Purpose of the Study:
- To develop an ultra-narrow-window DIA workflow compatible with 18-plex TMTpro labeling for improved proteomic analysis.
- To overcome limitations in conventional isobaric labeling-based DIA pipelines for enhanced quantitative precision and accuracy.
Main Methods:
- Utilized an Orbitrap Astral mass spectrometer with ultra-narrow isolation windows (0.6 Th) and high MS/MS scan speed (200 Hz).
- Implemented mPE-MMR for accurate precursor mass assignment to multiplexed DIA spectra.
- Applied the workflow to ovarian cancer tissue digests for peptide and protein identification and quantification.
Main Results:
- Achieved DDA-level precursor specificity with ultra-narrow DIA windows.
- Identified substantially more peptides and protein groups compared to data-dependent acquisition (DDA).

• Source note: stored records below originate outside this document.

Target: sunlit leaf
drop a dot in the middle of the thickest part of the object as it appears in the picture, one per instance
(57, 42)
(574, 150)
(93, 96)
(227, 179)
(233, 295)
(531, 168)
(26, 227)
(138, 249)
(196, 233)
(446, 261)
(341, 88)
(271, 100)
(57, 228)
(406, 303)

- Sustained high reporter ion precision and accuracy, demonstrating robust quantitative performance.
Conclusions:
- The novel ultra-narrow-window DIA method significantly enhances proteomic depth and quantitative accuracy for isobaric-labeled samples.
- This approach overcomes major limitations in conventional DIA, offering deeper proteomic coverage without compromising quantitative robustness.
- The method shows great potential for large-scale clinical and population studies in proteomics.